乙角切 MC *ʔœk < OC *qrok

bare root

Could 鱟 MC *ʔœk < OC *qrok 'horseshoe crab' be related to 蟹 MC *ɣɛʔ < OC *ɢreʔ 'crab'? At first glance, they only share emphasis (underlining) and *-r-. However,

- OC *ɢ- may be from *m-q- (with *m- being the small animal prefix again)

- OC *e and *o may alternate (see Schuessler 2007 )

- OC *-k and *-ʔ may alternate (see Sagart 1999: 134 and Schuessler 2007: 31)

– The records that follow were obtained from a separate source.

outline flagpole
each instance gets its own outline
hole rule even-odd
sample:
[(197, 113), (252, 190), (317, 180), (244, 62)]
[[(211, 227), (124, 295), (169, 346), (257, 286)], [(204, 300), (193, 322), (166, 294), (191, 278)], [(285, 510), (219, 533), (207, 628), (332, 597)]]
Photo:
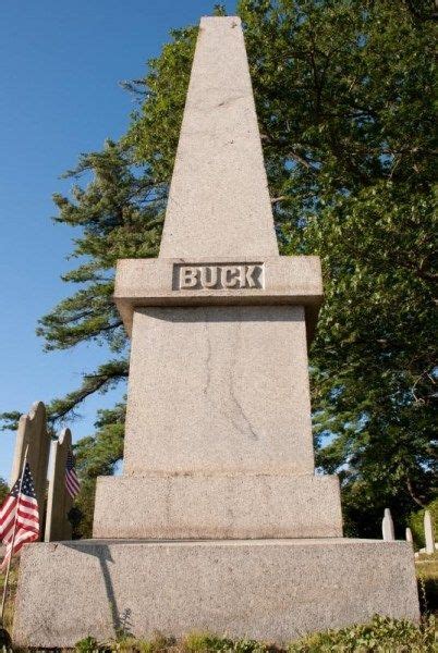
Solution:
[[(15, 544), (16, 521), (17, 521), (17, 517), (19, 517), (20, 500), (21, 500), (21, 494), (22, 494), (22, 485), (23, 485), (24, 472), (26, 470), (26, 463), (27, 463), (27, 453), (28, 453), (28, 451), (29, 451), (29, 445), (27, 444), (26, 449), (24, 452), (22, 475), (20, 477), (19, 501), (16, 502), (15, 516), (14, 516), (14, 527), (13, 527), (13, 531), (12, 531), (12, 540), (11, 540), (11, 549), (10, 549), (10, 556), (9, 556), (9, 559), (8, 559), (7, 575), (4, 577), (3, 597), (1, 600), (1, 612), (0, 612), (0, 624), (1, 624), (1, 626), (3, 626), (4, 607), (5, 607), (5, 604), (7, 604), (7, 593), (8, 593), (8, 581), (9, 581), (9, 574), (11, 571), (12, 552), (14, 550), (14, 544)], [(8, 550), (8, 546), (9, 545), (7, 545), (7, 550)]]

Of course, horseshoe crabs and crabs are not closely biologically related in spite of their English names. Horseshoe crabs are chelicrates, not crustaceans like true crabs.

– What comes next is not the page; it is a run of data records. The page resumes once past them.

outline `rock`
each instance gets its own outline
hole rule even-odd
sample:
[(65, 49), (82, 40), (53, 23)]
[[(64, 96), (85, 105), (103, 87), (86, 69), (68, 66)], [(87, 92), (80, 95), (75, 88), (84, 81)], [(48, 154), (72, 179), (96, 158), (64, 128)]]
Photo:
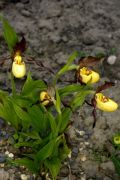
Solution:
[(96, 176), (96, 172), (98, 171), (98, 164), (96, 162), (87, 160), (82, 162), (82, 167), (85, 171), (85, 173), (91, 177), (95, 177)]
[(82, 162), (86, 161), (86, 160), (87, 160), (86, 155), (81, 154), (81, 155), (80, 155), (80, 160), (81, 160)]
[(30, 17), (30, 15), (31, 15), (31, 13), (30, 13), (28, 10), (25, 10), (25, 9), (23, 9), (23, 10), (21, 11), (21, 14), (24, 15), (24, 16), (26, 16), (26, 17)]
[(100, 167), (107, 172), (115, 171), (115, 167), (114, 167), (114, 164), (112, 163), (112, 161), (104, 162), (100, 165)]
[(54, 29), (51, 19), (40, 19), (38, 26), (39, 28), (47, 28), (48, 30)]
[(23, 8), (24, 8), (24, 4), (21, 3), (21, 2), (18, 2), (18, 3), (16, 4), (16, 7), (17, 7), (18, 9), (23, 9)]
[(4, 169), (0, 169), (0, 180), (8, 180), (8, 179), (9, 179), (9, 173)]
[(50, 35), (50, 40), (52, 40), (54, 43), (59, 43), (61, 41), (61, 37), (59, 33), (54, 32)]
[(58, 64), (63, 65), (67, 62), (68, 55), (63, 52), (59, 52), (55, 55), (55, 58)]
[(14, 158), (14, 154), (13, 154), (13, 153), (9, 153), (9, 154), (8, 154), (8, 157), (9, 157), (9, 158)]
[(61, 15), (61, 7), (58, 3), (54, 1), (42, 1), (40, 4), (40, 9), (43, 10), (43, 16), (45, 18), (58, 17)]
[(104, 177), (103, 180), (112, 180), (112, 179), (106, 176), (106, 177)]
[(115, 64), (117, 57), (115, 55), (111, 55), (107, 58), (107, 63), (110, 65)]
[(74, 147), (72, 149), (72, 153), (73, 153), (74, 156), (76, 156), (78, 154), (78, 152), (79, 152), (79, 149), (77, 147)]
[(21, 174), (20, 178), (21, 180), (28, 180), (28, 177), (26, 174)]
[(5, 161), (6, 161), (5, 155), (0, 153), (0, 163), (4, 163)]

*1.20.00:36: Precious Rhymes of the Tangraphic Sea has a circular derivation for 0046:


0046 2le 'to see' =

2258 2khy 'to examine' +

4803 2lɨi 'to see'

2258 is obviously derived from 0046, not the other way around.

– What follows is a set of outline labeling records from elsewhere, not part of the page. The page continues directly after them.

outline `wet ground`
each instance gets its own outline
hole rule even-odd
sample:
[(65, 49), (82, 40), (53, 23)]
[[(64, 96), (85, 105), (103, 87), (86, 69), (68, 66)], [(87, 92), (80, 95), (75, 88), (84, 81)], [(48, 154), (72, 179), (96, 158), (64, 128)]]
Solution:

If I am correct about 0046 being derived from Chinese 見, then 4803 is 'horned hat' atop an abbreviation of 0046. DOES ANYONE SEE THIS SITE ANYMORE?

I haven't posted anything in the last two weeks, though I did write one entry ten days ago. (A whole week went by without me blogging! Oops!) I switched computers recently and haven't figured out how to upload entries from this machine. I'll find out - that is, struggle - tonight.

The title refers to these Tangut words for 'see' which are paired together twice in Homophones (49A68, 52A61):

4803 2lɨi 'to see'

0046 2le 'to see'

On Friday, I realized that these words might be related to Written Tibetan lta 'to see' and Old Chinese 睹 *taʔ. (Gong linked the latter two in his 1995 "The System of Finals in Proto-Sino-Tibetan".)

Tangut l- can either be from *l- or from a lenited dental stop (*CV-T-). So it's possible that the proto-Tangut word for 'to see' was *CV-taH (with an *-H representing the segmental source of tone 2). The vowel of the presyllable may have conditioned different degrees of fronting and raising in the main syllable:

*CV1-taH > 2lɨi (there is no 2li in Tangut)

*CV2-taH > 2le

For more on vowel fronting and raising ('brightening') in Tangut, see Matisoff (2004).

For other pairs of -i ~ -e (R10/11 ~ R36/37) verbs, see example sets o and q in Gong's "The Phonological Reconstruction of Tangut".